Yoseph; The Saviour Part 1

Shalom:
Gen;37: 1-11 "Jacob lived in the land where his father had stayed, the land of Canaan.
2 This is the account of Jacob’s family line.
Joseph, a young man of seventeen, was tending the flocks with his brothers, the sons of Bilhah and the sons of Zilpah, his father’s wives, and he brought their father a bad report about them.
  Now Israel loved Joseph more than any of his other sons, because he had been born to him in his old age; and he made an ornate[a] robe for him. 4 When his brothers saw that their father loved him more than any of them, they hated him and could not speak a kind word to him.
  Joseph had a dream, and when he told it to his brothers, they hated him all the more. 6 He said to them, “Listen to this dream I had: 7 We were binding sheaves of grain out in the field when suddenly my sheaf rose and stood upright, while your sheaves gathered around mine and bowed down to it.”
 His brothers said to him, “Do you intend to reign over us? Will you actually rule us?” And they hated him all the more because of his dream and what he had said.
 Then he had another dream, and he told it to his brothers. “Listen,” he said, “I had another dream, and this time the sun and moon and eleven stars were bowing down to me.”
 When he told his father as well as his brothers, his father rebuked him and said, “What is this dream you had?

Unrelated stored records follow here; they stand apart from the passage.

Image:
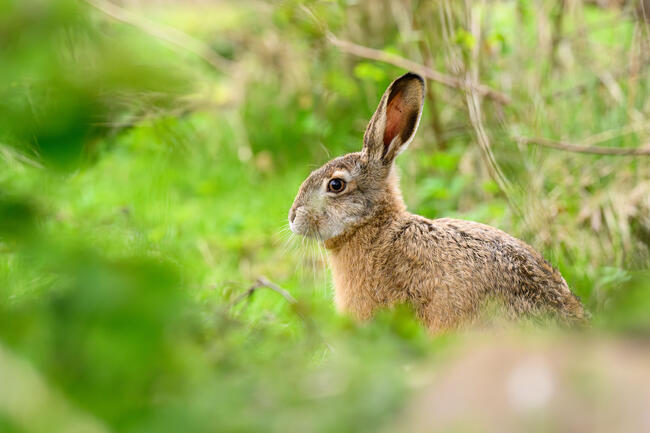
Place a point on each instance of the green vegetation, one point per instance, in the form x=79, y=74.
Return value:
x=143, y=190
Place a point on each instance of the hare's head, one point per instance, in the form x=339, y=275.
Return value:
x=350, y=190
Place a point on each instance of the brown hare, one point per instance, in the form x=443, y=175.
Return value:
x=382, y=255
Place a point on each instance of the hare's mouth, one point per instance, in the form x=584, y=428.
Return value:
x=301, y=227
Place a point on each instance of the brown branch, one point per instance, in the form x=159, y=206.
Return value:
x=597, y=150
x=165, y=33
x=393, y=59
x=264, y=283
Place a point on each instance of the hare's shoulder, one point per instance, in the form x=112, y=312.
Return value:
x=462, y=235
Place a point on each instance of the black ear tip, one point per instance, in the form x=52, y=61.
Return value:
x=412, y=76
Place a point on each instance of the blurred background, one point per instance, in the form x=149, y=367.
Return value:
x=149, y=154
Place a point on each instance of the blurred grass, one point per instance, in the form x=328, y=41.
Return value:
x=142, y=191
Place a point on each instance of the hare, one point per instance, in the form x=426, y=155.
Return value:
x=382, y=255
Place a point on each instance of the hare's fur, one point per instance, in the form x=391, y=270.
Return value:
x=382, y=255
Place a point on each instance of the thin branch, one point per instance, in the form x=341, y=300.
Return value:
x=393, y=59
x=597, y=150
x=264, y=283
x=165, y=33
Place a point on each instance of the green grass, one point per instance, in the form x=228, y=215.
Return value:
x=123, y=246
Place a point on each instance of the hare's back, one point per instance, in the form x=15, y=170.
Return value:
x=477, y=256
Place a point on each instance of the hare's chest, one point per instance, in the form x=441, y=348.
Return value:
x=357, y=285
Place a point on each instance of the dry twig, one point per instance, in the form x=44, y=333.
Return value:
x=597, y=150
x=264, y=283
x=393, y=59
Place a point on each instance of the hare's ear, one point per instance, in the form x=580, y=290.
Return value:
x=393, y=125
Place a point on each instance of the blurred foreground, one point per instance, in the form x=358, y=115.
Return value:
x=149, y=152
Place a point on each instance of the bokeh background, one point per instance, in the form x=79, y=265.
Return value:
x=150, y=151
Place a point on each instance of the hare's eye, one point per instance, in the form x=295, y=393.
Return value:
x=336, y=185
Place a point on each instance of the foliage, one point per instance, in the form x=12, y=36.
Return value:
x=142, y=191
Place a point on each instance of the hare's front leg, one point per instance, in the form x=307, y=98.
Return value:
x=354, y=303
x=438, y=316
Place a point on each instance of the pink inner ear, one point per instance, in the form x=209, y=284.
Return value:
x=395, y=119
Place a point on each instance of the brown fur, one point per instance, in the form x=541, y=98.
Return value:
x=382, y=255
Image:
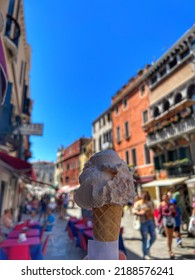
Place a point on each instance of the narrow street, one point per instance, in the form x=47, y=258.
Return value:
x=61, y=247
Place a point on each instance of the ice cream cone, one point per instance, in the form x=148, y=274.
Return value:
x=106, y=222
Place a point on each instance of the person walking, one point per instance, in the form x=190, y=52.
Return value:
x=167, y=214
x=144, y=209
x=177, y=232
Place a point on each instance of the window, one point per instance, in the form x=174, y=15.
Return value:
x=156, y=112
x=147, y=154
x=100, y=143
x=166, y=105
x=134, y=157
x=172, y=155
x=173, y=62
x=163, y=72
x=21, y=72
x=3, y=84
x=142, y=90
x=103, y=120
x=125, y=103
x=116, y=109
x=67, y=179
x=159, y=161
x=108, y=117
x=118, y=136
x=178, y=98
x=94, y=145
x=185, y=53
x=127, y=135
x=153, y=80
x=145, y=116
x=127, y=156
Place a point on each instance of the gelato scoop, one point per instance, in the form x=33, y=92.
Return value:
x=106, y=179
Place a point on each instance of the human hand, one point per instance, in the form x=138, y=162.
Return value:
x=122, y=256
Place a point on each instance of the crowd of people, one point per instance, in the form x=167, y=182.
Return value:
x=166, y=217
x=35, y=210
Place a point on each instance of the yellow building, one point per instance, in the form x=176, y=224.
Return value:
x=86, y=153
x=15, y=105
x=171, y=127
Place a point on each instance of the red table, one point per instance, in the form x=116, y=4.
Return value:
x=14, y=242
x=88, y=233
x=29, y=233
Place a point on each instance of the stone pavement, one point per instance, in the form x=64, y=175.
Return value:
x=62, y=248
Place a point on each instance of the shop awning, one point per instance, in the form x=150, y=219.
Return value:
x=17, y=165
x=67, y=189
x=166, y=182
x=3, y=75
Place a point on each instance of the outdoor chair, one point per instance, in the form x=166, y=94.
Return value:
x=20, y=252
x=83, y=242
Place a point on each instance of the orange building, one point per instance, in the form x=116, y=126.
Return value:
x=130, y=110
x=71, y=164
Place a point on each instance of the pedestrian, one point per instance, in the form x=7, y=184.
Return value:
x=43, y=208
x=52, y=204
x=177, y=232
x=179, y=196
x=60, y=205
x=7, y=222
x=65, y=203
x=50, y=220
x=167, y=214
x=170, y=192
x=191, y=227
x=144, y=208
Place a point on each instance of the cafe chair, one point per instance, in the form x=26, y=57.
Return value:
x=83, y=242
x=20, y=252
x=45, y=244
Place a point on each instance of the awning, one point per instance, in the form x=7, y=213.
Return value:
x=67, y=189
x=166, y=182
x=16, y=165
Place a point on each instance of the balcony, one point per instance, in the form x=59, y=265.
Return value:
x=179, y=168
x=177, y=108
x=107, y=145
x=12, y=35
x=171, y=132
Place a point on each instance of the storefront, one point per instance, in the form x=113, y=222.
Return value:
x=157, y=188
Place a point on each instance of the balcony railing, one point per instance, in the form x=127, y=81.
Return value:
x=12, y=35
x=185, y=126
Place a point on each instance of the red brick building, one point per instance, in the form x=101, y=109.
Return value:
x=130, y=110
x=71, y=162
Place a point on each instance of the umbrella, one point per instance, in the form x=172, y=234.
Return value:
x=72, y=188
x=67, y=189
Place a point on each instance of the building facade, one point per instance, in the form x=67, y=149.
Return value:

Will your mother and I and your brothers actually come and bow down to the ground before you?” 11 His brothers were jealous of him, but his father kept the matter in mind.

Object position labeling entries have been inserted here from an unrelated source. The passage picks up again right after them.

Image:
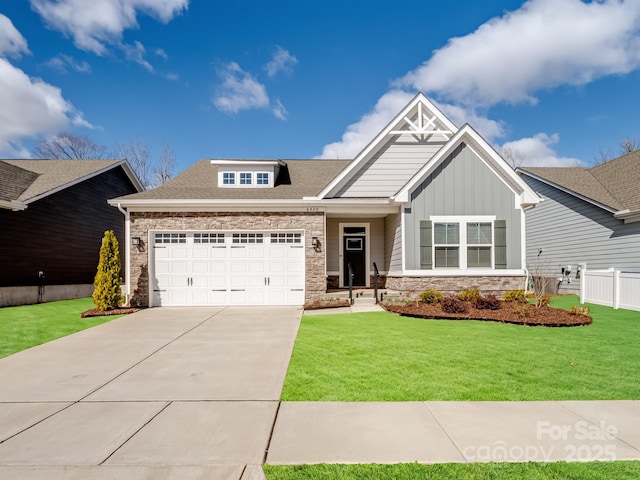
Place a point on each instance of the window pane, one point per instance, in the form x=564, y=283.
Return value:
x=447, y=257
x=479, y=257
x=447, y=233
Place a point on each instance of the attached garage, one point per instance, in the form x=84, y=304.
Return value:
x=227, y=268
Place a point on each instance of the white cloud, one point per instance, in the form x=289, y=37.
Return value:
x=98, y=24
x=279, y=111
x=63, y=63
x=30, y=107
x=282, y=61
x=544, y=44
x=136, y=53
x=12, y=43
x=241, y=91
x=360, y=133
x=538, y=151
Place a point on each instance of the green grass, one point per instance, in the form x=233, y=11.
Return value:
x=455, y=471
x=30, y=325
x=383, y=357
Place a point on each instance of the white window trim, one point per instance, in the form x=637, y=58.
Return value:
x=462, y=220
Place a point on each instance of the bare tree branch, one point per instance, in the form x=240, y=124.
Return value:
x=165, y=170
x=138, y=154
x=68, y=146
x=515, y=158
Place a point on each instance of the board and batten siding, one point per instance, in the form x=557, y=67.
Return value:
x=393, y=243
x=376, y=242
x=463, y=185
x=571, y=231
x=389, y=169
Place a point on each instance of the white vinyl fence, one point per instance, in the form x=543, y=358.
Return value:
x=613, y=288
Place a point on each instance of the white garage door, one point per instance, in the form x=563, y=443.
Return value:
x=227, y=268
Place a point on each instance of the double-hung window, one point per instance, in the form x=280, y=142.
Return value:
x=447, y=244
x=245, y=178
x=479, y=243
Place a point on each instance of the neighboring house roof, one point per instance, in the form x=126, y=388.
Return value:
x=612, y=185
x=296, y=179
x=27, y=181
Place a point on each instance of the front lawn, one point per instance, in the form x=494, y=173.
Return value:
x=30, y=325
x=384, y=357
x=458, y=471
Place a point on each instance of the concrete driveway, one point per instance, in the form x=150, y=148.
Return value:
x=164, y=393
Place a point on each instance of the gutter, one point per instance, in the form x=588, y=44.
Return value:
x=127, y=253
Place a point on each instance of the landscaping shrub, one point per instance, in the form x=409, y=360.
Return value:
x=543, y=301
x=431, y=296
x=469, y=295
x=490, y=302
x=577, y=310
x=453, y=304
x=515, y=296
x=107, y=293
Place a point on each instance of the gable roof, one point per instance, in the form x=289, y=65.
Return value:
x=487, y=154
x=30, y=180
x=296, y=179
x=420, y=117
x=612, y=185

When I think of all Mark and I are going through, I not only think of Job, but also Yoseph. As per my last blog entry, Mark and I know that G-d has the way worked out for us. It is just so hard to see how. Butt then, my thought turn to young Yoseph. 
When the then 17 year old Yoseph was thrown into the pit by his older brothers, knowing they would leaving him there to dies, he thought back to his father, Yacob. How would he take the news that his favourite son was dead. How would his older brothers explain it to their father?
Yoseph no doubt wished he had kept his mouth shut about the dreams he'd had instead of sharing them. He wished he haven't paraded about with the chieftain coat his father had given him. He didn't have to rub it in that he was father's favourite.
I am sure Yoseph prayed that Yahweh would get him out of this pit and return him safely back to his beloved father.
That was oldest brother Reuben's plan. Maybe then he could get back into father's good graces.
Yoseph did get out, but not the way he had hoped.
Knowing they really couldn't kill their little brother, the other men (the brothers were between 30s and 50s) they took Yoseph out of the pit and sold him as a slave.
Once the money was divided, the brothers killed a goat and dipping Yoseph's coat into the blood, these men went to their father to deceive him, to make believe that an wild animal killed Yoseph, that he was no more.
They thought they had killed the Dreamer and his dreams, that Yoseph was out of their lives once and for all:
25 As they sat down to eat their meal, they looked up and saw a caravan of Ishmaelites coming from Gilead. Their camels were loaded with spices, balm and myrrh, and they were on their way to take them down to Egypt.
 Judah said to his brothers, “What will we gain if we kill our brother and cover up his blood? 27 Come, let’s sell him to the Ishmaelites and not lay our hands on him; after all, he is our brother, our own flesh and blood.” His brothers agreed.
 So when the Midianite merchants came by, his brothers pulled Joseph up out of the cistern and sold him for twenty shekels of silver to the Ishmaelites, who took him to Egypt."
Yoseph no doubt thought this was the end of his life as well. The golden boy no longer golden, no longer the little prince, he was now a slave, and the fate of a slave was no better than a dog.
What Yoseph thought as the end, was only the beginning of the salvation of the family of Yacob.
And G-d would use the very one that was casted away to do so.